Efficient Tensor Compression and Reconstruction in Split DNNs for Edge-Based Object Detection
Artikel i vetenskaplig tidskrift, 2026
Computer Vision (CV) tasks are among the most pivotal, yet challenging, operations for Uncrewed Aerial Vehicles (UAVs), especially in mission-critical applications. They require processing complex image data through Deep Neural Networks (DNNs), which demand computational resources far beyond UAVs’ capacity. To address this limitation, Split DNNs offer a promising solution by partitioning the model into: (i) a lightweight Head, deployed on the UAV for rapid, albeit less precise, initial image representations, and (ii) a more complex Tail, executed at the network edge for refined, higher-accuracy results.

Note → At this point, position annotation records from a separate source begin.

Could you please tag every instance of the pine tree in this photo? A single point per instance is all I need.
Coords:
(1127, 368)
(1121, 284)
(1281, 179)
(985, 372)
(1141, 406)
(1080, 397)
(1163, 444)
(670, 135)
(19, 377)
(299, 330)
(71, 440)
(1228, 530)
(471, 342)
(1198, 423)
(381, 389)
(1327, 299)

However, this solution necessitates transmitting large tensor data from the UAV to the edge server, leading to significant bandwidth consumption. We tackle this challenge by introducing a goal-oriented framework named Compressed Tensor-based DNN Split (CoTeD). Our framework integrates an application- and system-aware optimization model that orchestrates computing and transmission resources in real time. At the UAV, CoTeD dynamically selects relevant tensor information and optimally trades-off between DNN detection quality and bandwidth consumption, guided by application requirements and system operational conditions. At the edge server, CoTeD reconstructs the tensor, enabling efficient inference by the Tail model. This approach effectively balances bandwidth usage with quality of the CV task output. Experimental results, obtained through our hardware-software testbed and using datasets with different sizes and characteristics, show that CoTeD can reduce data transmission over the radio link by up to 90% without noticeable loss in object detection quality and inference latency by up to 70% compared to local DNN deployment onboard the UAV. Also, CoTeD yields an inference request success rate of at least 90%, with an increase of 20%-80% compared to direct DNN splitting, static JPEG compression, and DNN model quantization.
Bandwidth utilization
Edge computing
UAVs
Orchestration